Je songeais à cette obligation à laquelle nul de nous ne peut échapper. Le soleil s’était couché, j’ouvris ma fenêtre, je regardai s’allumer les premières étoiles et je songeais avec horreur que la destinée de ce monde, loin d’être unique, dans son atrocité, était peut-être la destinée de myriades et de myriades de mondes, et que dans les espaces infinis, partout où se trouvaient des vivants, ils étaient peut-être soumis à la même loi qui nous est imposée. Les mondes sont-ils peuplés ? Les seules planètes que nous voyons, que nous verrons jamais, sont celles de notre système. Elles sont nos sœurs, et comme nous, les filles du soleil. Mais elles ne sont pas nées en même temps que nous, ni placées à égale distance de l’astre qui donne la vie. Les unes sont peut-être trop jeunes encore pour enfanter, les autres trop vieilles. Il en est qu’enveloppe une atmosphère épaisse et qui semble étouffante ; il en est dont l’air trop rare serait irrespirable pour des êtres comme nous ; celles que nous voyons à l’opposé du soleil occupent des régions froides et ténébreuses. Nous ne pouvons pas dire toutefois que ces astres n’ont pas porté, ne portent pas, ou ne porteront jamais des êtres sur leur surface ; nous connaissons trop peu, pour cela, les conditions dans lesquelles la vie peut se produire. Puissent ces sœurs de la terre donner l’être à des êtres moins malheureux que nous ! Mais chaque soleil que nous voyons comme un point de feu dans le lointain des plaines éthérées mène-t-il son cortège de planètes, et ces planètes ont-elles des habitants ? Nous le croyons parce que nous savons que les soleils sont tous composés, peu s’en faut, des mêmes matières, et nous jugeons de ces astres lointains par celui qui nous éclaire.

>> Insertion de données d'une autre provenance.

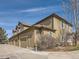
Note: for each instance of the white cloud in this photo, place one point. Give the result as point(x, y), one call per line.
point(33, 10)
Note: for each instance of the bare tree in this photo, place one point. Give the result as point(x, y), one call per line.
point(72, 7)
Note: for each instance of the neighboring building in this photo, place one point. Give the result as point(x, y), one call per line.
point(27, 36)
point(1, 34)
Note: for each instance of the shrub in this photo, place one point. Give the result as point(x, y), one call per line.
point(45, 42)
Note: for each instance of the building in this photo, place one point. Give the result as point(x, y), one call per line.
point(27, 36)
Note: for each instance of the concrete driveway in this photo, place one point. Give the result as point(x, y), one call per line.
point(13, 52)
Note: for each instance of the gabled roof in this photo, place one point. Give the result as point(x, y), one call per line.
point(54, 15)
point(24, 24)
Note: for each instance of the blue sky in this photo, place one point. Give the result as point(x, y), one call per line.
point(29, 11)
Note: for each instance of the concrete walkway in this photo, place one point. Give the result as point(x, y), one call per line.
point(13, 52)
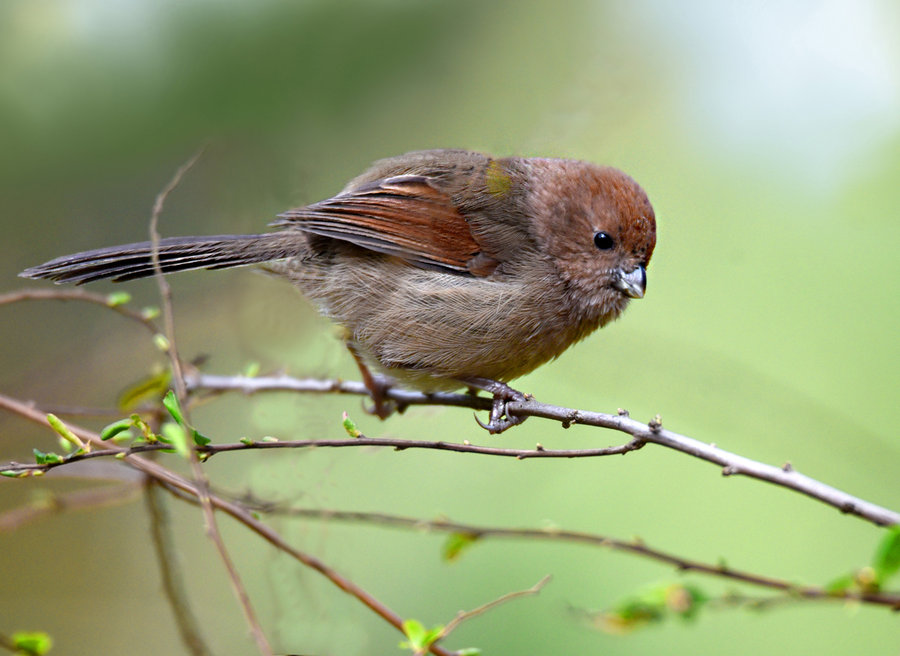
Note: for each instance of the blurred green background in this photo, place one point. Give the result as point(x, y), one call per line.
point(768, 139)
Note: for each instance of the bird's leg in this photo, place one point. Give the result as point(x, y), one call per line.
point(500, 419)
point(378, 385)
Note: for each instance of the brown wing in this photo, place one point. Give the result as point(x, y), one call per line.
point(402, 215)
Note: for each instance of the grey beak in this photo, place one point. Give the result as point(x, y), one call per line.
point(632, 283)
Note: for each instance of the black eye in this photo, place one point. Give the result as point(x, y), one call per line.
point(603, 241)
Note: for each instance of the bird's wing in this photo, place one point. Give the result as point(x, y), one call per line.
point(403, 215)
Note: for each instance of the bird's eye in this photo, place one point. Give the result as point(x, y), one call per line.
point(603, 241)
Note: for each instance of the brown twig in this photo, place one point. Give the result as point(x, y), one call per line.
point(79, 295)
point(465, 615)
point(170, 571)
point(98, 497)
point(732, 464)
point(202, 484)
point(184, 487)
point(637, 547)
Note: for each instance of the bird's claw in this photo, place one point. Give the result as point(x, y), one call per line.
point(500, 419)
point(382, 407)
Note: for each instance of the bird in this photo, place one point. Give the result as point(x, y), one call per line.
point(446, 268)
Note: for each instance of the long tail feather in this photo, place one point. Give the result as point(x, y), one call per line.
point(131, 261)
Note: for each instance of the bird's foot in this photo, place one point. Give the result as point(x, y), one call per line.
point(500, 419)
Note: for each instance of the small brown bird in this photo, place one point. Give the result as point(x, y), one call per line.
point(447, 268)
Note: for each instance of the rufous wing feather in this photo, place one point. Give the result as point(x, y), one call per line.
point(403, 215)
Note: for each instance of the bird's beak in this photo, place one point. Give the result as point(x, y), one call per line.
point(632, 283)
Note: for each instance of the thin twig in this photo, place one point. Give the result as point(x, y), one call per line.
point(553, 534)
point(202, 484)
point(465, 615)
point(732, 464)
point(97, 497)
point(396, 444)
point(171, 571)
point(80, 295)
point(188, 489)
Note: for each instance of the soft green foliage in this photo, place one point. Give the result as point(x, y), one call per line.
point(170, 401)
point(118, 298)
point(419, 638)
point(63, 431)
point(350, 426)
point(32, 643)
point(42, 458)
point(653, 605)
point(116, 428)
point(886, 562)
point(456, 543)
point(149, 389)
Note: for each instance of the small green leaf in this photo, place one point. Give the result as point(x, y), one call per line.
point(350, 426)
point(150, 388)
point(176, 436)
point(63, 431)
point(115, 428)
point(41, 458)
point(33, 643)
point(118, 298)
point(413, 630)
point(150, 313)
point(199, 438)
point(887, 556)
point(455, 543)
point(420, 638)
point(170, 401)
point(840, 585)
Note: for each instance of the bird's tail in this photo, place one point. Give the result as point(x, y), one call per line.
point(131, 261)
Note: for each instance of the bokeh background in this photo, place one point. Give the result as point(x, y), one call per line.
point(768, 138)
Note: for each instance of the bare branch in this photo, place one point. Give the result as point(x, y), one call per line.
point(202, 484)
point(652, 432)
point(79, 295)
point(98, 497)
point(636, 547)
point(186, 488)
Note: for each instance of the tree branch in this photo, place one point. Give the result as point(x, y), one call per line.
point(732, 464)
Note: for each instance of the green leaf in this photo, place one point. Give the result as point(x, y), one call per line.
point(149, 388)
point(63, 431)
point(840, 585)
point(118, 298)
point(115, 428)
point(33, 643)
point(150, 312)
point(161, 342)
point(455, 543)
point(199, 438)
point(887, 556)
point(42, 458)
point(415, 632)
point(420, 638)
point(170, 401)
point(350, 426)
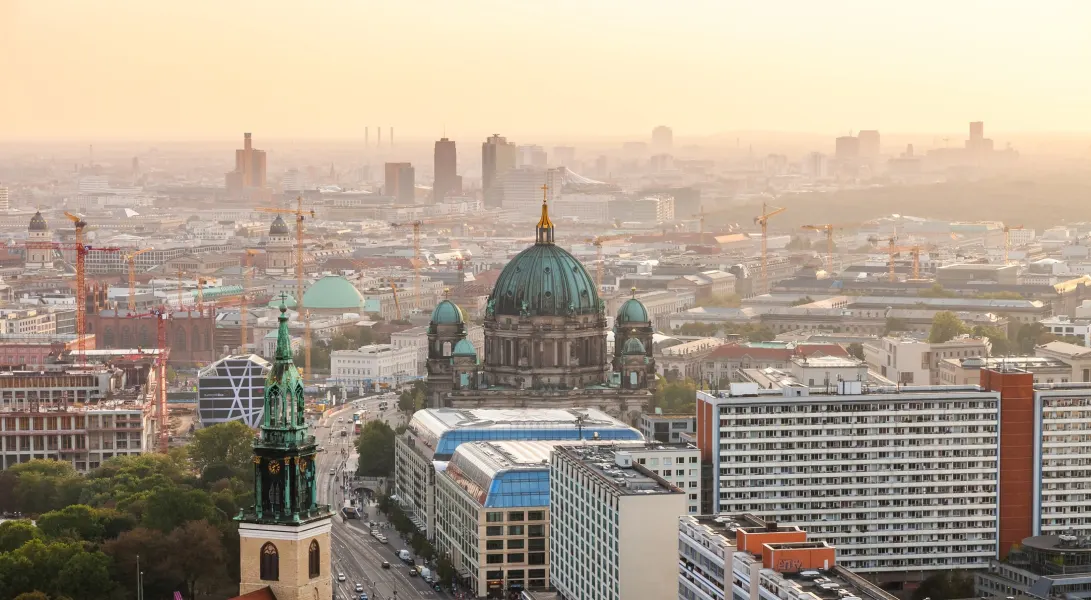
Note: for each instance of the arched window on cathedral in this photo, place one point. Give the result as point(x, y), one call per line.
point(314, 560)
point(271, 563)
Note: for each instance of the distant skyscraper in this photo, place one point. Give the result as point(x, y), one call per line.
point(249, 168)
point(847, 148)
point(564, 156)
point(400, 182)
point(446, 182)
point(498, 157)
point(662, 139)
point(868, 144)
point(531, 156)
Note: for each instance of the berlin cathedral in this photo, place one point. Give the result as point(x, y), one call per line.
point(544, 342)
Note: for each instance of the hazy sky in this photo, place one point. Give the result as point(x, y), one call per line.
point(156, 69)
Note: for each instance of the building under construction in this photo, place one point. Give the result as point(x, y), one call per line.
point(83, 416)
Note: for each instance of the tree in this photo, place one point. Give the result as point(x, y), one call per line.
point(230, 443)
point(14, 534)
point(169, 507)
point(946, 585)
point(855, 350)
point(375, 447)
point(195, 554)
point(946, 326)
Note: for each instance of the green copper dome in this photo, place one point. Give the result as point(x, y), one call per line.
point(634, 346)
point(333, 292)
point(447, 313)
point(633, 311)
point(464, 348)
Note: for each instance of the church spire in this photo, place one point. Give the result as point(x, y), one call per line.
point(544, 227)
point(283, 338)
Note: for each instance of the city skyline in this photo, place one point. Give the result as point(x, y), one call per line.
point(723, 69)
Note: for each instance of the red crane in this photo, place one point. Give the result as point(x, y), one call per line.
point(159, 393)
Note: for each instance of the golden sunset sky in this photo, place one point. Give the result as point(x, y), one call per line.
point(148, 69)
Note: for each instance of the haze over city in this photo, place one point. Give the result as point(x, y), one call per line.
point(511, 300)
point(133, 69)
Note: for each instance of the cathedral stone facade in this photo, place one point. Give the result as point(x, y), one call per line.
point(544, 342)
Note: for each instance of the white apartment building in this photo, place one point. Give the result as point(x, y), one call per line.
point(375, 362)
point(743, 558)
point(492, 515)
point(27, 322)
point(434, 434)
point(1065, 326)
point(915, 361)
point(901, 480)
point(84, 437)
point(613, 526)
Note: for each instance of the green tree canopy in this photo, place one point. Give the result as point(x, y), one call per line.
point(375, 448)
point(230, 443)
point(15, 532)
point(946, 326)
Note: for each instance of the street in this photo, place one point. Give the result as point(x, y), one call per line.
point(355, 553)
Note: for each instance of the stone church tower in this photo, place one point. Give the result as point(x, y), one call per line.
point(285, 536)
point(278, 255)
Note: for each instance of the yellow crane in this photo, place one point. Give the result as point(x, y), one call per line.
point(300, 216)
point(597, 242)
point(763, 219)
point(397, 304)
point(828, 228)
point(248, 275)
point(131, 259)
point(1007, 239)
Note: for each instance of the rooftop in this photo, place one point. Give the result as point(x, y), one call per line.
point(613, 465)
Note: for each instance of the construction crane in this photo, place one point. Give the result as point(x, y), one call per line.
point(247, 277)
point(828, 228)
point(159, 392)
point(131, 259)
point(763, 219)
point(600, 265)
point(397, 304)
point(300, 216)
point(1007, 240)
point(417, 261)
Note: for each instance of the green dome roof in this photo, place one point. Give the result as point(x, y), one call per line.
point(464, 348)
point(634, 346)
point(333, 292)
point(633, 311)
point(550, 280)
point(447, 313)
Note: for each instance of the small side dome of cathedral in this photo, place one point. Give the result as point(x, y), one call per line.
point(278, 227)
point(633, 311)
point(464, 348)
point(447, 313)
point(634, 346)
point(38, 223)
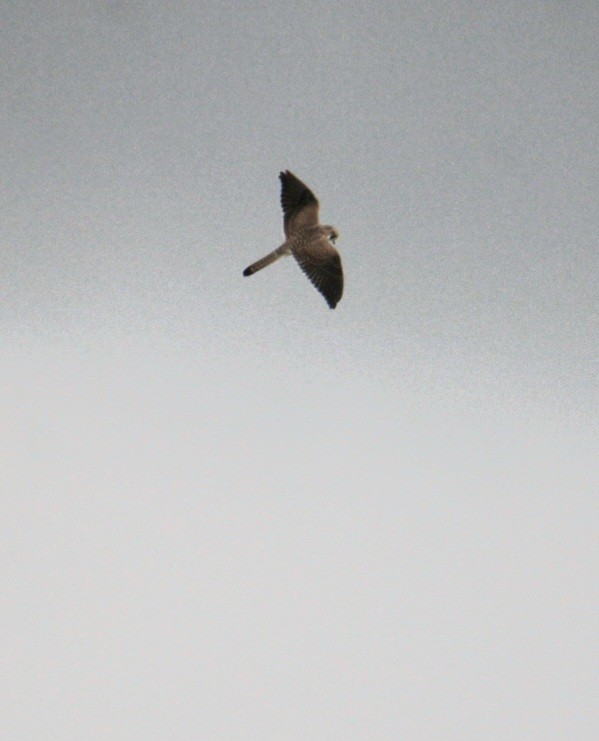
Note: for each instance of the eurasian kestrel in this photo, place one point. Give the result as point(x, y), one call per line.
point(311, 243)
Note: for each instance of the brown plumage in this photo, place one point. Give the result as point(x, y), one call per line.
point(311, 243)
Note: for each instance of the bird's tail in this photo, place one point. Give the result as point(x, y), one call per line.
point(264, 262)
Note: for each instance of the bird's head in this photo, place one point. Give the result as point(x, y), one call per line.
point(331, 233)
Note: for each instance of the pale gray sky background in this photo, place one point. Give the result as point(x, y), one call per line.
point(228, 512)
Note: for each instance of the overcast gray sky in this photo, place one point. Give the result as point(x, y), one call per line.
point(229, 512)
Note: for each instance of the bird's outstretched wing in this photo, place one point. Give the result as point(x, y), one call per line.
point(320, 261)
point(300, 205)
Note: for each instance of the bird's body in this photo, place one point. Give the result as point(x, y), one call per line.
point(311, 243)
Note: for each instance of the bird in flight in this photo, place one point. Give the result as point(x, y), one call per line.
point(311, 243)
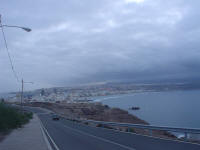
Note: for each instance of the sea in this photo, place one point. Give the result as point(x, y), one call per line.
point(171, 108)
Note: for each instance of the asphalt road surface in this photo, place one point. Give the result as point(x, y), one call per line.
point(69, 135)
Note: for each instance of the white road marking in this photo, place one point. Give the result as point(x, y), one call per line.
point(54, 144)
point(45, 137)
point(102, 139)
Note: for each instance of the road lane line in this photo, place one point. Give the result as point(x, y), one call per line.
point(102, 139)
point(44, 136)
point(54, 144)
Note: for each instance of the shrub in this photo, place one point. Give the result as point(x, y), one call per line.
point(11, 118)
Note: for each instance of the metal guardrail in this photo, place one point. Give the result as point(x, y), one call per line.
point(150, 128)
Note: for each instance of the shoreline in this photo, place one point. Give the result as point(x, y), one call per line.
point(100, 112)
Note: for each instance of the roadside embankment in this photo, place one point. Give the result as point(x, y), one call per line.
point(11, 118)
point(29, 137)
point(99, 112)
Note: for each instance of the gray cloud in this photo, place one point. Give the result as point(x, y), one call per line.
point(78, 41)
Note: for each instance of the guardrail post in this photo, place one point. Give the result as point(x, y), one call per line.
point(150, 132)
point(186, 136)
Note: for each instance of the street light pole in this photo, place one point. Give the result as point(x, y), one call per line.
point(22, 82)
point(22, 92)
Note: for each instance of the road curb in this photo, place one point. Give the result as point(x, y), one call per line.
point(45, 134)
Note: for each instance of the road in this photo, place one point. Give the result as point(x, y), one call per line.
point(69, 135)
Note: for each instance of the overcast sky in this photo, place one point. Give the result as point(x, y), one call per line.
point(85, 41)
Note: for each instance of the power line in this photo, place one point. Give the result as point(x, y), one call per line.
point(11, 62)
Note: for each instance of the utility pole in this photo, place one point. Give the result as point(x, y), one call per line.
point(22, 94)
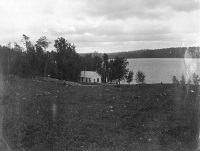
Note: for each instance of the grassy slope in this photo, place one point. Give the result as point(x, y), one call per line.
point(125, 118)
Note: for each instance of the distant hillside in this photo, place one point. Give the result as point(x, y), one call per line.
point(177, 52)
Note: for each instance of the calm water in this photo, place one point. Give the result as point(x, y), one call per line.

Si nous en jugeons sainement, si, composés comme le nôtre, tous les mondes sont habités, le furent ou le seront, si ces habitants sont soumis aux mêmes lois qui gouvernent notre monde, le mal est à son comble, il embrasse l’infini, et l’homme sage n’a plus qu’à fuir la vie ou à rire d’une aventure si plaisante.

Rara per ignotos errant animalia montes.

Vieux Silène, barbouillé par la plus belle des naïades du sang des mûres, où m’a conduit ce vers que tu chantais à Mnasile, à la jeune Églé, aux faunes et aux chênes des forêts. Chante encore, chante Pasiphaé, divin ivrogne, et fais-moi oublier mes sombres rêveries.